*
-django reinhardt-
*by someone toe-to-toe with the music*
(frankie leone, just a man)
*
*death looked sexy in my grandfather’s hands.
the lit fuse to his mortality always burned in one of them. he gave everyone he met a good look at it. that fuse looked like lucky strike unfiltered. two packs a day.
the smoke’d mesmerize me creeping from nostrils of his roman nose. it reminded me of silk. the kind that lines luxurious caskets. those grey rivers flowing from under his black mustache thrilled me. they poured like twenty-year-old scotch. the same they serve at plaza hotel funeral parties.
he presented grand spectacle after spectacle. each started with the click of a worn zippo. their level of skill was impressive for anyone. especially for a perpetually broke bus driver, card shark, and thief.
one born to illiterate parents who’d just stepped off ellis island.
to me those cigarettes smelled like the american dream. like everything he did, for better or worse, my poppy smoked like he meant it.
even during chemo.*
*
*no one except him could touch his guitar. ever.
“why’s it have that design around the hole and not the black tear-looking thing,” i ask.
he flips the instrument around and holds its back towards me. my green eyes absorb it. “made in spain” is branded onto the polished wood in neat stick letters.
poppy explains, “’cause spicks made this one. not uh bunch uh hick cowboys. those bastuhds know how tuh make sumthin’ beautafull.”
a seventeen year old’s musical tastes ask, “can you play any punk rock?”
leaning forward he lights a lucky with his tarnished silver zippo. the words “fuck karl marx” are etched on it.
a hundred proof stare smacks me behind the ear before he extinguishes the lighter’s flame. “shut ya stupe-it face,” he says glaring into me.
his face holds chestnut-brown ice-picks. after a frustrated drag he continues, “askin’ me sum garbage like that. yuh got rocks in yuh hed?”
i’m struck silent. his voice and the things it says are mysteries i’ll never truly understand. he was born to a different new york than me. that city only exists as ruins.
ruins in the minds of deceased immigrants’ dying children.
few have ever earned both my fear and respect. poppy has. my automatic beef with anyone over thirty won’t step up to defend punk rock. i ask a more careful question.
“what do you play then? whose songs?”
he places his cigarette far to the left between his lips. both hands begin tuning the guitar. after a grey exhale he responds. his enunciation’s just as clear with the lucky in his mouth.
“jang-go’s,” he says.
“what’s that?”
“yuh mean ‘who.’ only thuh most beautahfull sunuvabitch yuh ever heard. was missin’ uh bunch uh finguhs. uh gypsy. only one i evuh trusted. uh frog too. been worm food in some graveyard for uh while now.”

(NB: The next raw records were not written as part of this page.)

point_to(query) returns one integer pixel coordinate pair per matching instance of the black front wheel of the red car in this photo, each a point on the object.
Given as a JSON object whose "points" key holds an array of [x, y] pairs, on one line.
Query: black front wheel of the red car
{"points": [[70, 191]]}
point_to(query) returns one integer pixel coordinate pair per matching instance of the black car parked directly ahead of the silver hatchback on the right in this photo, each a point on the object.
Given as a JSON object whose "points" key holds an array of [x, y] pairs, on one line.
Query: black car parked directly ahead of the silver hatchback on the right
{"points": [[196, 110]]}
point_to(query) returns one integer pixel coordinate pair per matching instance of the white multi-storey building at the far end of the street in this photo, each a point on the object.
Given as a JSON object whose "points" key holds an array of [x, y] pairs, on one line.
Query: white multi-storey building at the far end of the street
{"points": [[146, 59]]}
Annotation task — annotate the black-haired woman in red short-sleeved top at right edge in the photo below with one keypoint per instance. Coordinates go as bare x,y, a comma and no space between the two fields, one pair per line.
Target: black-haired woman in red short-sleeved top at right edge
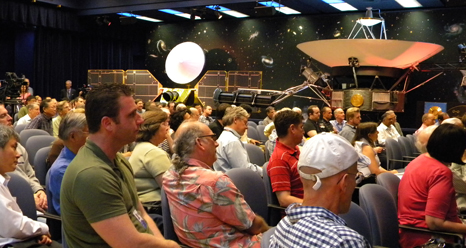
426,197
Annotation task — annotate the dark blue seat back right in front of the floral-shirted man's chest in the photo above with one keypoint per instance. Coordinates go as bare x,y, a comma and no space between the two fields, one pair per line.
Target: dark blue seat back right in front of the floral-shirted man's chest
250,184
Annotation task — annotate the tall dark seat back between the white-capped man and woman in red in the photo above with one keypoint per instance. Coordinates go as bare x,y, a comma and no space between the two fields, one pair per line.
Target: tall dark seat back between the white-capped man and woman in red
379,206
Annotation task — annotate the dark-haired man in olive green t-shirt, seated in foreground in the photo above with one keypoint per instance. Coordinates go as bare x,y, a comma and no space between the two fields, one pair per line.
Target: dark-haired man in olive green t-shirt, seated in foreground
99,202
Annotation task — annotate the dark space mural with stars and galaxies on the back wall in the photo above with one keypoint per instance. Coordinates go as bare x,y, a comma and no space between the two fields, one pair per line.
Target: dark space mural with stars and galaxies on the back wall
269,45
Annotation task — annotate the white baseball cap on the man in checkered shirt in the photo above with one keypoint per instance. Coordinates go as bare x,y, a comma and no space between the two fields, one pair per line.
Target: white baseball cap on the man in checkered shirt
330,154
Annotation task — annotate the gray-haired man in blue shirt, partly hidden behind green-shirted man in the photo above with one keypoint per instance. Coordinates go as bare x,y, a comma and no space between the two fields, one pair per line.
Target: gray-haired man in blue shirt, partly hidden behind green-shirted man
73,131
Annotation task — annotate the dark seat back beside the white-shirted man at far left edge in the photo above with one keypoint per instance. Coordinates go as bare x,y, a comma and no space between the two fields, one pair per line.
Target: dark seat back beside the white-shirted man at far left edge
19,187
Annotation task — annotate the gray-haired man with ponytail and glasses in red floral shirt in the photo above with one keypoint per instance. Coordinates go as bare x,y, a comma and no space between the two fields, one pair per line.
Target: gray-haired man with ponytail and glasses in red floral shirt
206,207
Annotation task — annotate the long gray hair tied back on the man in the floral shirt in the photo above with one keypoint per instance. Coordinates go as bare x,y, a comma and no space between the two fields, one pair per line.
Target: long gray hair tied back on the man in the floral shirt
185,143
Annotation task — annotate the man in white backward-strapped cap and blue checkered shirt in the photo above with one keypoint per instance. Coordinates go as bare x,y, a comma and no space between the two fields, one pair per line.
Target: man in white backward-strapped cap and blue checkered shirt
328,169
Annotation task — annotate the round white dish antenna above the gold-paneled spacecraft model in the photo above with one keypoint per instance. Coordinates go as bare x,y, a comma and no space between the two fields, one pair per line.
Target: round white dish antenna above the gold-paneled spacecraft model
185,62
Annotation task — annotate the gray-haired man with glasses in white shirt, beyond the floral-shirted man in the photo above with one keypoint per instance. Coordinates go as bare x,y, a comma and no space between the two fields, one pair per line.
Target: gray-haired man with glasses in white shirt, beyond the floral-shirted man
231,152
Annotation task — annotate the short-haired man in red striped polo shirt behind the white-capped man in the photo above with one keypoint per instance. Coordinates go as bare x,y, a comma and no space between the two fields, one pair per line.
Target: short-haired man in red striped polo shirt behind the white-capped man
283,164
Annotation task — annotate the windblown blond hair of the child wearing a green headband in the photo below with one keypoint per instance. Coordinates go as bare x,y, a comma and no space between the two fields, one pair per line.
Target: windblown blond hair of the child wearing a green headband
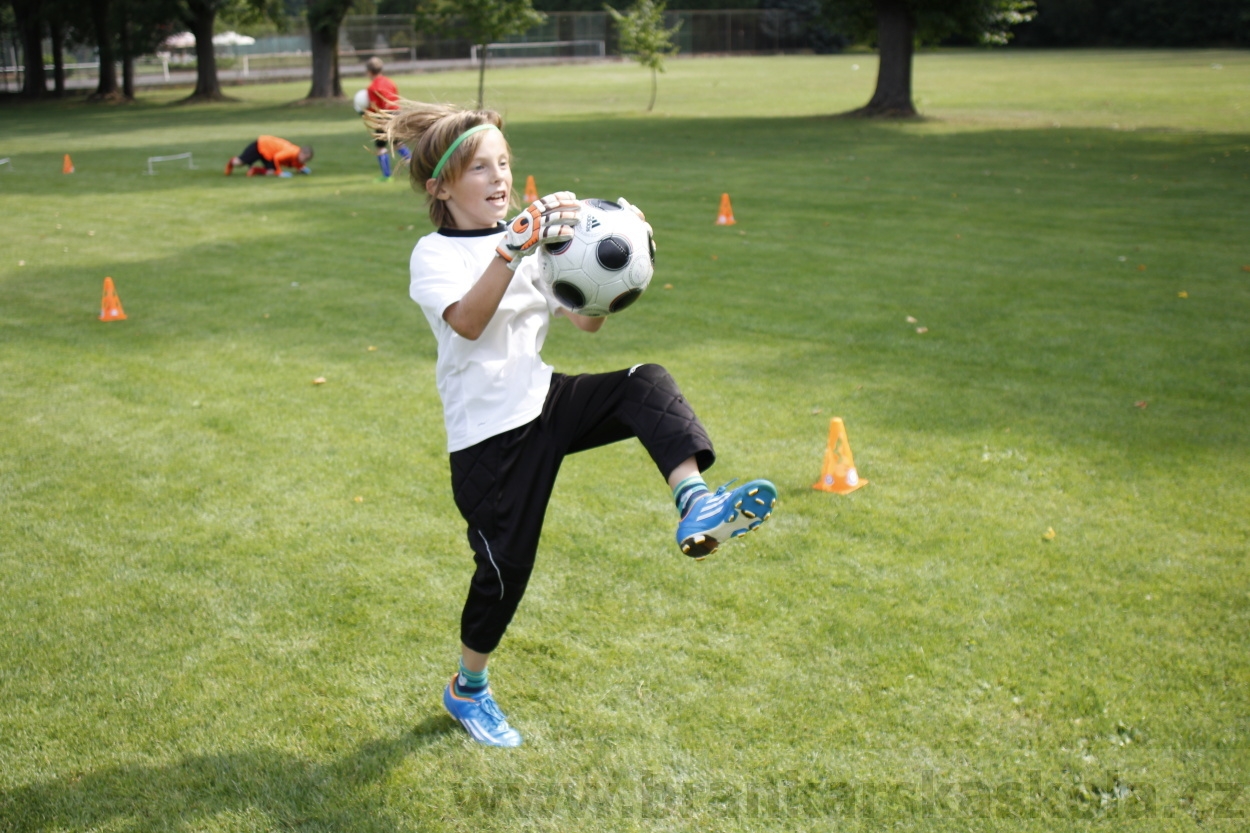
428,131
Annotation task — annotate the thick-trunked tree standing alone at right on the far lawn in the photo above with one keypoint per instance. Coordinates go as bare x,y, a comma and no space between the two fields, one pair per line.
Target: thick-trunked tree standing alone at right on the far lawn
897,26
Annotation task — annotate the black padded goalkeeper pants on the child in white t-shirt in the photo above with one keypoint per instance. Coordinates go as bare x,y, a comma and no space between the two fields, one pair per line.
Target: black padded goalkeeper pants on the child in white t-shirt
503,485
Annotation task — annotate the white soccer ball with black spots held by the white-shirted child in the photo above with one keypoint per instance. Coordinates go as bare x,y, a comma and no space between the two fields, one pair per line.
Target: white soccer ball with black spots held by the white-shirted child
607,266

“never heard of him. sounds cool. why’s the guy your favorite?”
“only mans ever made me jealous. plays thuh kinda stuff makes yuh sane, drives yuh crazy, and takes yuh back again. day yuh great nan sent my ‘ole man off uh ruff-top in harlum he was lissnun’ tuh jeng-go. we know ’cause he lef’ the reckuhd on the playuh. jang-go played music tuh live tuh. played some tuh die tuh too.”

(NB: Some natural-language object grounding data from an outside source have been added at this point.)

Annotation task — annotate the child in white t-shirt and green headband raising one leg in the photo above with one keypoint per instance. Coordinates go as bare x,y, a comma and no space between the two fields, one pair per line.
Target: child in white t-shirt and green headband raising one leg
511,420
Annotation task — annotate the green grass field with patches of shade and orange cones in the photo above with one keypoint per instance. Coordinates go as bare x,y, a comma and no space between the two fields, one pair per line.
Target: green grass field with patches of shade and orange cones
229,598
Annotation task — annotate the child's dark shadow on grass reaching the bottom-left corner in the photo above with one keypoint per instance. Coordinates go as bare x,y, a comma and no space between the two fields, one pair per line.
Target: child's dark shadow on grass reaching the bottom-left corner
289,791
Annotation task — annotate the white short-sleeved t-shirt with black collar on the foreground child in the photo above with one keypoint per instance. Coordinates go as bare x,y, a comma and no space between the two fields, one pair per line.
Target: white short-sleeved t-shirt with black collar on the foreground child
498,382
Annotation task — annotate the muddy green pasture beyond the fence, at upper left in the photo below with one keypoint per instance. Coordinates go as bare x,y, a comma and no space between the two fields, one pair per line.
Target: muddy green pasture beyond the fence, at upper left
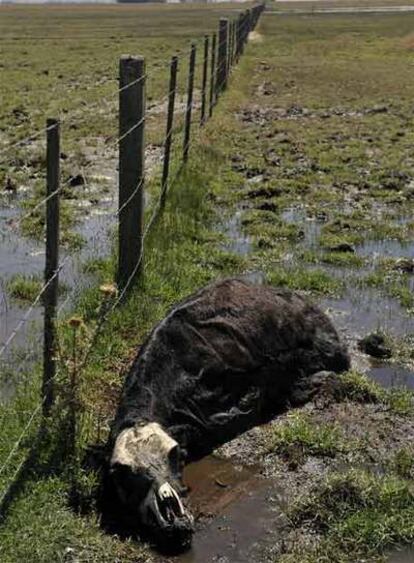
63,62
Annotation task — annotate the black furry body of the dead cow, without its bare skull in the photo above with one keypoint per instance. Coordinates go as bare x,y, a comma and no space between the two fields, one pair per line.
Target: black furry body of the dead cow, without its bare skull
225,360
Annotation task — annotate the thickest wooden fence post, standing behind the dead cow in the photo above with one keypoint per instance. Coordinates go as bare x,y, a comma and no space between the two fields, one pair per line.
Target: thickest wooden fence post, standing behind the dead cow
131,167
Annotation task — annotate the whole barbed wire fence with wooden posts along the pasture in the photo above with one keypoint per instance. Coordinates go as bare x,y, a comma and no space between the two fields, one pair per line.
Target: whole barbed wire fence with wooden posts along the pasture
219,53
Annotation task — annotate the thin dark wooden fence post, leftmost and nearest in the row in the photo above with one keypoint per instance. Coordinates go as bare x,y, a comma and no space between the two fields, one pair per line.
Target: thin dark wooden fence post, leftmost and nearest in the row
50,295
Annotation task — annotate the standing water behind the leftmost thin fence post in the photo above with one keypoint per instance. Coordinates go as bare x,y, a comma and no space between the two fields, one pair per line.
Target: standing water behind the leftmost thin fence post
19,255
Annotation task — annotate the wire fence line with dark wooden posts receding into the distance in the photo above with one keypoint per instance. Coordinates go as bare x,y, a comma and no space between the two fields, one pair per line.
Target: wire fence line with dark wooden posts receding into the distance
221,55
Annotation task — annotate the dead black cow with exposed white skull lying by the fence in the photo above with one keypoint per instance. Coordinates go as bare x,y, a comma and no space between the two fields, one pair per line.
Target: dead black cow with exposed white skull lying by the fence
226,359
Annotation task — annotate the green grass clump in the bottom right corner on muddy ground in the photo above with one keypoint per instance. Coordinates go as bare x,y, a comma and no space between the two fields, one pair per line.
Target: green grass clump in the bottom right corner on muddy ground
358,514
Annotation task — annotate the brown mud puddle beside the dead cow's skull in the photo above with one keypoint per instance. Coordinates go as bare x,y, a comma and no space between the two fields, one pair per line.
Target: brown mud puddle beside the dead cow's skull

as he finishes he makes the sign of the cross.
“everyone told me he fell. your mom pushed your dad off that roof?
“ma weren’t on tha’ roof with ‘im but she shore as shit pusht him awff. thuh way the ole’ man foldid ain’ uh simpull thing. you’s too young tuh unerstan’.”
“i’m not a little kid. only a couple months ’til i’m a legal adult. dad isn’t big on talking about dead family. i might never hear and really want to know. tell me. please poppy.”
still tuning, the half of his mouth not holding a lucky glides into a smile. he lays the guitar across his lap and moves the cigarette into his fingers.
“yuh know my folks came from naples righ’? tha’s in itlee.”
i feel a little insulted. with instant regret i interrupt.
“i know where naples is.”
he doesn’t care for this. his index and middle fingers point into my face. the lucky between them irritates my eyes.
“shuttup kid. i’m tawkin’ here.”
“sorry, sorry, sorry,” i repeat quickly looking towards the floor.
he continues, “naples, in itlee, is uh city where dumbies don’t las’. it’s uh city uh thieves. yuh learn quick an get tough fas’. if yuh don’t sumbuddy tha’ did might intraduce yup to uh straight razuh or pistull.”
he pauses. his expression seems more thoughtful. his words are slower when he resumes.
“tuff don’ always mattuh though. my ole man’s proof. even thuh streets uh naples din’t get ‘im ready for guinea brawds. they can put yuh six under jus’ as easy as any gun or knife. get wha’ i’m tellin’ yuh kid?”
“great grandma was a handful?”
he smiles at me.
“yuh got tha’ righ’. wanna hear sum jang-go?”
“hell yeah,” i whisper with awe-filled anticipation.